I can't really think of any "good" way to find out your teenage daughter is pregnant, can you? But the shenanigans at one charter school in Louisiana certainly ranks up on the list of "worst ways" to discover you're about to be a grandmother. When officials at the public school suspect a student is pregnant, they force her to get a pregnancy test.
Oh, and if she refuses or if she tests positive, the poor kid is kicked out of the Delhi Charter School. Pardon the rather crass response here: but are these people friggin nuts?
I'm going to say it again: I don't want my daughter ending up a teen mom. I would like her to have the advantages that come with being a grown woman with a career before the baby fairy comes a callin'.
But life happens. Kids happen. And if it came to pass, here's how I would want it to go down: I'd want her to take the pregnancy test at home ... not with some judgmental physician chosen by the school (part of Delhi's rules) hovering just outside the bathroom stall. She's sure to be under enough stress finding out she's pregnant; she doesn't need more.
What she would need is me, her mom, there to comfort her and help her start to plan our next steps as a family. And you had better believe that plan would include doing everything possible to ensure she stayed in school and got her high school diploma.
Pregnancy still ranks as the number one reason teenage girls drop out of school. The burden high school dropouts put on the economy is extraordinary -- by some estimates it's as much as $8 billion on the shoulders of the American taxpayer -- and then you have to add in the emotional costs. It's bad for the teen, bad for her baby, bad for the community. And yet, surveys of those who dropped out have shown the majority would have stuck with it until graduation if they'd just had some adult support to make sure it happened.

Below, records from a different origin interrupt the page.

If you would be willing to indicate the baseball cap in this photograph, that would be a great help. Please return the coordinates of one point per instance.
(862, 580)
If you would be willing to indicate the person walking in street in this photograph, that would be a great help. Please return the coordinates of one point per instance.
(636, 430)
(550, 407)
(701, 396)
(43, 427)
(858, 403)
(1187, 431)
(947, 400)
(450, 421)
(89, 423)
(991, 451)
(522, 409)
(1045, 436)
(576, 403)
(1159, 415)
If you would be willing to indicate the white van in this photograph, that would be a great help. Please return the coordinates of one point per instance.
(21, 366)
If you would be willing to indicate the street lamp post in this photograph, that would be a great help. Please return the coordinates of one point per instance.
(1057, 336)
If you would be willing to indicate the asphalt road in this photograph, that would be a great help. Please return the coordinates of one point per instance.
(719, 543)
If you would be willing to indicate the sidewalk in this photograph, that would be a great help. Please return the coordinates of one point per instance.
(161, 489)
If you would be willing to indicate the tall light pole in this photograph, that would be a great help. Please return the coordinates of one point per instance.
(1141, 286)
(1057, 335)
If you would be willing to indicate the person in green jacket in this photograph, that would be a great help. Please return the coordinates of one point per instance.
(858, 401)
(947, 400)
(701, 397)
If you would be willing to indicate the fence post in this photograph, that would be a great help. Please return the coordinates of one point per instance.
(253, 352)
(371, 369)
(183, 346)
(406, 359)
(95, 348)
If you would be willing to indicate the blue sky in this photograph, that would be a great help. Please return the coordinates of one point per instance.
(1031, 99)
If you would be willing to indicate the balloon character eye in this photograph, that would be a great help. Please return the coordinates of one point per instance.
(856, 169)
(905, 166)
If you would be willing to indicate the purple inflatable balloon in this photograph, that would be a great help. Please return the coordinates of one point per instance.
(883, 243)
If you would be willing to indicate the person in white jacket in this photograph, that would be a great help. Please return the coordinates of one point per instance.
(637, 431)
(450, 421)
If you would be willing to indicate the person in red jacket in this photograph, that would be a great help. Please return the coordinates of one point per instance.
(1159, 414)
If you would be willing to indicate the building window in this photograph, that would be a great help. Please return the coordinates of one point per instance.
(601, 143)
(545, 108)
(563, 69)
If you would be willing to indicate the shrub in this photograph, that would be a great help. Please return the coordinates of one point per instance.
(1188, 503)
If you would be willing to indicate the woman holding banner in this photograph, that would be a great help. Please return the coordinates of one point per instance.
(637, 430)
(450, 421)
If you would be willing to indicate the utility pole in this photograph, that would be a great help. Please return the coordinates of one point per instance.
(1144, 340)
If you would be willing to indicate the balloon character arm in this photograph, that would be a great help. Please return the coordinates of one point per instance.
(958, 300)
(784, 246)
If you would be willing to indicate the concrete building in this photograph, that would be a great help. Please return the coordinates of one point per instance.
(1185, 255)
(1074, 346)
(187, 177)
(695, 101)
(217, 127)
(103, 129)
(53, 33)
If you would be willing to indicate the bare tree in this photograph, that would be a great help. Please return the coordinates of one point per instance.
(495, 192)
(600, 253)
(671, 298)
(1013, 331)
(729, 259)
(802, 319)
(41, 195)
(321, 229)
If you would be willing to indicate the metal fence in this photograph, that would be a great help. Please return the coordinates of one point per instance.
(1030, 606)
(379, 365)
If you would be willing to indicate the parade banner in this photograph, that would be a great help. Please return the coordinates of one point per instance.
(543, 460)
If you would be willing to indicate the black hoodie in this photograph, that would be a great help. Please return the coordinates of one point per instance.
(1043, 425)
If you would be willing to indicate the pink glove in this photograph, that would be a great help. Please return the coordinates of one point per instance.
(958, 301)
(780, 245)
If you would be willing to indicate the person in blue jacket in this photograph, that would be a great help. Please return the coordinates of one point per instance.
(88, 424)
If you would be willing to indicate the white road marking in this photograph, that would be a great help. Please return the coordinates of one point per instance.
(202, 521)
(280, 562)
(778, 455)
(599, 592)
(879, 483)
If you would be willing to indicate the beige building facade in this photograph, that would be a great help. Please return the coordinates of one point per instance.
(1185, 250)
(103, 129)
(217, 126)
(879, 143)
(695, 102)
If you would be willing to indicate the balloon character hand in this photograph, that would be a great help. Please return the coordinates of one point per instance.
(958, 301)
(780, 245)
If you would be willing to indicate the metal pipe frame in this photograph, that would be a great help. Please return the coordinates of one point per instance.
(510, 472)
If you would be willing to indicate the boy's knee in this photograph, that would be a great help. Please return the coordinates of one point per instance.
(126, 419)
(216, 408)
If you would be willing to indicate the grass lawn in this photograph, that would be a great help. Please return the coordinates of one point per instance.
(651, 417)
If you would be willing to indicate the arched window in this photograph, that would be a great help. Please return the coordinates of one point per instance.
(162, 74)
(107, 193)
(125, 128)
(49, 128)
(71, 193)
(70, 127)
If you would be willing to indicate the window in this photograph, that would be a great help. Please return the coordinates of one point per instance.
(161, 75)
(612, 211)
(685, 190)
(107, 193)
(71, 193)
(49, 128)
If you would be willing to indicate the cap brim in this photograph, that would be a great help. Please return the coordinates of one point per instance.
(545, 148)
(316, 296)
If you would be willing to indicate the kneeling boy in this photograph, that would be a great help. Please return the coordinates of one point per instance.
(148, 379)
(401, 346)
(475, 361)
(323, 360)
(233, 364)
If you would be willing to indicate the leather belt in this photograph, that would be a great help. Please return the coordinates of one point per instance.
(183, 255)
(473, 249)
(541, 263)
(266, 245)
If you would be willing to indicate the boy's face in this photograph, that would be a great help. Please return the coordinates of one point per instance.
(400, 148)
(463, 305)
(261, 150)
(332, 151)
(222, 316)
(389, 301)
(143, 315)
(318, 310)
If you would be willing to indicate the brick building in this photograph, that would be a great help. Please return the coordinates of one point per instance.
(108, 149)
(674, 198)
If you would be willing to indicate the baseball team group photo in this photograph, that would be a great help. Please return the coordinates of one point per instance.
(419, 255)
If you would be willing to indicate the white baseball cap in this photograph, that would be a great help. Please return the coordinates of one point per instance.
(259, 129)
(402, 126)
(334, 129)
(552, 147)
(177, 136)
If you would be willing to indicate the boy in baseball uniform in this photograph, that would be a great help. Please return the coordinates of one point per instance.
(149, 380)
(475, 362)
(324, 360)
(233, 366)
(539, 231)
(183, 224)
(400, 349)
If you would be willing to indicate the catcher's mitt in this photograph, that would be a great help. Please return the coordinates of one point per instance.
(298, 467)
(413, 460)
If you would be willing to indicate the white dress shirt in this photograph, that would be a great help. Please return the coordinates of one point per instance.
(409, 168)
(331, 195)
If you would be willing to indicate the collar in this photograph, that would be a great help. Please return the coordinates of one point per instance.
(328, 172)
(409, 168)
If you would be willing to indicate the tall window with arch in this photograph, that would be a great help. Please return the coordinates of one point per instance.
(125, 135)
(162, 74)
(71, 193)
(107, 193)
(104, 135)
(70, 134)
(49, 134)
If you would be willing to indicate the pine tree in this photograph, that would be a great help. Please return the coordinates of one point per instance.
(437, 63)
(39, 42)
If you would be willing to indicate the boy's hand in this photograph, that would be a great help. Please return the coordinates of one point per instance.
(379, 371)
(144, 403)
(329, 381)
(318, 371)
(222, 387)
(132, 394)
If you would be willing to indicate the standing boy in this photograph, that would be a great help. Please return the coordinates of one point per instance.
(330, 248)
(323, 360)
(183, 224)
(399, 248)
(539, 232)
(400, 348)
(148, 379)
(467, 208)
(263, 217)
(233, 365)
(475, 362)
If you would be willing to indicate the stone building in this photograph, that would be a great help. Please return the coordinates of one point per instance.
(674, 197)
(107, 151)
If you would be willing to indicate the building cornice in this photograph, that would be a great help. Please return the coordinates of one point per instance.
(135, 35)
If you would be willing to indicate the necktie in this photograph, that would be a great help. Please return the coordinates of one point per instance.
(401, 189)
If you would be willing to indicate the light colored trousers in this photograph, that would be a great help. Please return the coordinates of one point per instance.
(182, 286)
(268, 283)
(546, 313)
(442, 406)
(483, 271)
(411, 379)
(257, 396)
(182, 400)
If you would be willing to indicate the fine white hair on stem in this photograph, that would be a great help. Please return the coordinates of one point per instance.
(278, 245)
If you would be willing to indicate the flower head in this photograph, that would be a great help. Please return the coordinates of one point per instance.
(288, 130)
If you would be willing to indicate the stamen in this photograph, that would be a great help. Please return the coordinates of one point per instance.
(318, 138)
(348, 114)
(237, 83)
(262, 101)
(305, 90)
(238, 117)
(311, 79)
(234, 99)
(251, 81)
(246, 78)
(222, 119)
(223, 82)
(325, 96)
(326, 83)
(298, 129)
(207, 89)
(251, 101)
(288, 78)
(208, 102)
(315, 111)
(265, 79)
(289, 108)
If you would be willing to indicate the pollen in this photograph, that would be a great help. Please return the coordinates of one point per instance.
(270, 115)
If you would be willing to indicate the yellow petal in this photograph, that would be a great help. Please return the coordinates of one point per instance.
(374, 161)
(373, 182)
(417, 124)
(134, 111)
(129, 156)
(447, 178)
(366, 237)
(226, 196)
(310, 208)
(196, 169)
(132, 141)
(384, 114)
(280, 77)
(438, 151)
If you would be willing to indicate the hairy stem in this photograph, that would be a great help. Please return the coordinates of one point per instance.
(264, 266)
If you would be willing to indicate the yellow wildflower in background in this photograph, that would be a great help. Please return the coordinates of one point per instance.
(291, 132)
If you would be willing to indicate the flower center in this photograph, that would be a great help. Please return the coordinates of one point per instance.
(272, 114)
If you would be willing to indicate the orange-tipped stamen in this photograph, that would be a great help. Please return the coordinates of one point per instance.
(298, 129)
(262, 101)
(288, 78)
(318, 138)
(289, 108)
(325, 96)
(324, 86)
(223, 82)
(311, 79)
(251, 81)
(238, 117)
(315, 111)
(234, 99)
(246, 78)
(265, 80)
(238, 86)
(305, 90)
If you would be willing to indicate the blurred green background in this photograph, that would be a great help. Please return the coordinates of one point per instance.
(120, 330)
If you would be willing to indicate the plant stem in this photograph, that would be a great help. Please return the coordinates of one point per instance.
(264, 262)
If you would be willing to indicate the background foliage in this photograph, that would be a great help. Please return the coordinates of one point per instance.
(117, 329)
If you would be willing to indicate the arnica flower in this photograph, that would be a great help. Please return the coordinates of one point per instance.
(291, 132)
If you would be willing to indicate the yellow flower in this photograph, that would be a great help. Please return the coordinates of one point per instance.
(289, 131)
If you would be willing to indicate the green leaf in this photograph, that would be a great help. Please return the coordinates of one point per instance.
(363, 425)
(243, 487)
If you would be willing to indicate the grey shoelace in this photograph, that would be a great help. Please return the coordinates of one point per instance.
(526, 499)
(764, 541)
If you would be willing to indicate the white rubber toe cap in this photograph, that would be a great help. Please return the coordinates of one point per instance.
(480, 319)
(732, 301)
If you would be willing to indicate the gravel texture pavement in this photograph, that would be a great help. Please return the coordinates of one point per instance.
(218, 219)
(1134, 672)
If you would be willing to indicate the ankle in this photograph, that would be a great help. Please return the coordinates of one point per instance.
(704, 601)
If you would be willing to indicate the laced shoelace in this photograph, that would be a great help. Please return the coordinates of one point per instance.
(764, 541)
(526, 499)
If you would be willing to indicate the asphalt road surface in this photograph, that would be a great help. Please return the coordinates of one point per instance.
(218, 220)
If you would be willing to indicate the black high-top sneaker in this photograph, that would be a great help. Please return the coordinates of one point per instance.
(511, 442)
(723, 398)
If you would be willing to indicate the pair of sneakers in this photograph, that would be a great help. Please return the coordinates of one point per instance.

What's happening in Delhi, Louisiana right now is being challenged by the ACLU for its likely illegality because the school receives public funding. But this type of discrimination against public teens shouldn't be practiced anywhere -- even private schools -- unless the message we want to send our kids is "we wish you the absolute worst in life." Who really wants to tell their kid that?
What would you do if your kid's school forced her to take a pregnancy test?